Data validation is the process of checking a program or database to ensure the information is standard and clean. There are different standards, based on the programming language used or the type of information collected and stored in the database. The process can be simple or very complex. A variety of tests can be used to ensure validation. If data are not regularly validated, then this can lead to security problems, because hackers will have less trouble sneaking into unorganized and non-standard coding.
There is no universal standard for data validation; rather, the standard depends on what information is being validated. For example, some programming languages allow underscore marks to be used in lieu of spaces to connect several words, while other programming languages do not allow underscore marks. These kinds of differences mean all data validation must be specific to the data; otherwise, it can cause problems and inconsistencies with the data’s standards.
Performing data validation can be simple or complex. A simple validation procedure would be checking a database of phone numbers and ensuring that letters and non-standard symbols — such as the percentage symbol or a dollar sign — are not included. More complex validation procedures check to ensure that programs reference the correct files and that there is no corrupted code in the program.
To ensure data validation, there are many tests that can be used, most of which are handled by a validation program. For example, a consistency check will ensure that all records are consistent; if a record is supposed to have a name followed by a phone number, then a consistency check will ensure all records follow this order. Limit and range checks will look through numbers in the program or database and ensure the numbers are not too high or out of range. For databases and programs that cannot have redundant data, a uniqueness check will make sure that each record is unique.

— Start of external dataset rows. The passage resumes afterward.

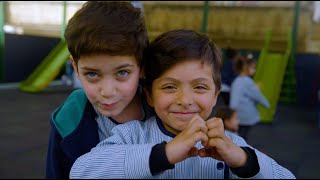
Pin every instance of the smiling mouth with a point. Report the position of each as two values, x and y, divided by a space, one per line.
184 114
108 106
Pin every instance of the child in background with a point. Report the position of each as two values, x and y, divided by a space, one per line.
182 85
245 96
229 118
106 41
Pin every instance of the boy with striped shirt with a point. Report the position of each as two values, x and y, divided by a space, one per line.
181 141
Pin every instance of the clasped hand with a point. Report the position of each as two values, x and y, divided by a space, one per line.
212 136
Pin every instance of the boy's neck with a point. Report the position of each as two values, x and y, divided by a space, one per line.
132 112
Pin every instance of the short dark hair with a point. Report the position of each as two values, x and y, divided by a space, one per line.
107 27
225 112
176 46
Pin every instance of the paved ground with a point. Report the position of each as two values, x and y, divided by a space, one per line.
293 138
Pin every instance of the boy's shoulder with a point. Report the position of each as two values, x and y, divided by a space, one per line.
69 114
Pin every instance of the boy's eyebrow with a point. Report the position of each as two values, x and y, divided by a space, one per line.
173 79
119 67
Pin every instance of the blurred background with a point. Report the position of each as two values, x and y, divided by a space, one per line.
284 36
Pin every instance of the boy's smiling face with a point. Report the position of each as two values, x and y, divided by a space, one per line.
110 82
185 90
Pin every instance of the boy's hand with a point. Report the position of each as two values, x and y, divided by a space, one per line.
182 146
221 147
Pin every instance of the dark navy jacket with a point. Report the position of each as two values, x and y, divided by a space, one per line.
74 132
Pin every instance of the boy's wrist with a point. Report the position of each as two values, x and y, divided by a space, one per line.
158 161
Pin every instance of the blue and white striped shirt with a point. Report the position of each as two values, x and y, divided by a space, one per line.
125 154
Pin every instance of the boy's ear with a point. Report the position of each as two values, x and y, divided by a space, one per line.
74 65
216 98
149 97
141 73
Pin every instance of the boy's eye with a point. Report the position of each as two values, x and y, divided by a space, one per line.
168 87
201 87
91 74
122 73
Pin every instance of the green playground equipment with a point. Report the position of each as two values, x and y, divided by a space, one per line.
51 66
271 69
48 69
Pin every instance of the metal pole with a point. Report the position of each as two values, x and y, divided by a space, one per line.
295 27
63 25
2 40
205 16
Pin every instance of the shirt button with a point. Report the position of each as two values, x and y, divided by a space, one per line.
220 165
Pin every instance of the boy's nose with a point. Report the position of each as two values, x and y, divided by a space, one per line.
184 98
108 89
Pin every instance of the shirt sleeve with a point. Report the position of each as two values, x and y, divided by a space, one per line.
117 157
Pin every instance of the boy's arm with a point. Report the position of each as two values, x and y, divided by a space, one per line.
54 169
119 156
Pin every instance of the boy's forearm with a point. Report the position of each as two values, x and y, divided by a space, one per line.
114 161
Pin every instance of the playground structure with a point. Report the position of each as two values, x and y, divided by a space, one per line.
47 71
272 69
270 75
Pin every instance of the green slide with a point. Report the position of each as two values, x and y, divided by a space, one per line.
47 70
271 69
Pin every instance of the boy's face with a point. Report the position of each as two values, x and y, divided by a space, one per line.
185 90
110 82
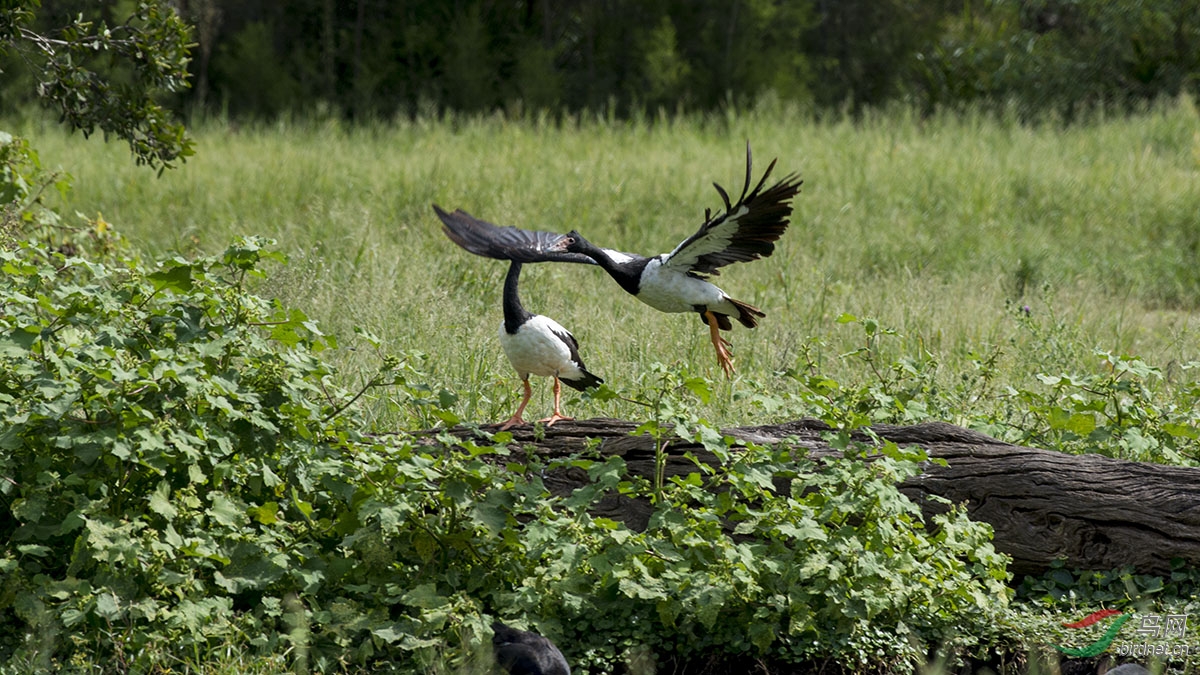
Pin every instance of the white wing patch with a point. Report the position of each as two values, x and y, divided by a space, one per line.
537 350
718 238
619 257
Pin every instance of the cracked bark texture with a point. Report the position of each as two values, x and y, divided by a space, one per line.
1091 511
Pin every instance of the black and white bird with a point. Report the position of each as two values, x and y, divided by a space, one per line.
523 652
670 282
538 345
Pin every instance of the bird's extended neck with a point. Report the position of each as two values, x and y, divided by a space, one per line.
514 311
627 273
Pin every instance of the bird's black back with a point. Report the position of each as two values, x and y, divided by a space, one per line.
523 652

Aside from making data work better and ensuring standard coding or inputs, data validation also helps protect against hackers. When data is disorganized, or non-standard, it has a high potential of being corrupted and working poorly. This means a hacker can sneak into the system easier than if all the data were valid. For example, when the code becomes corrupt, it will be prone to changes; this means a hacker can infiltrate the system and change coding to open holes or steal information without being easily detected.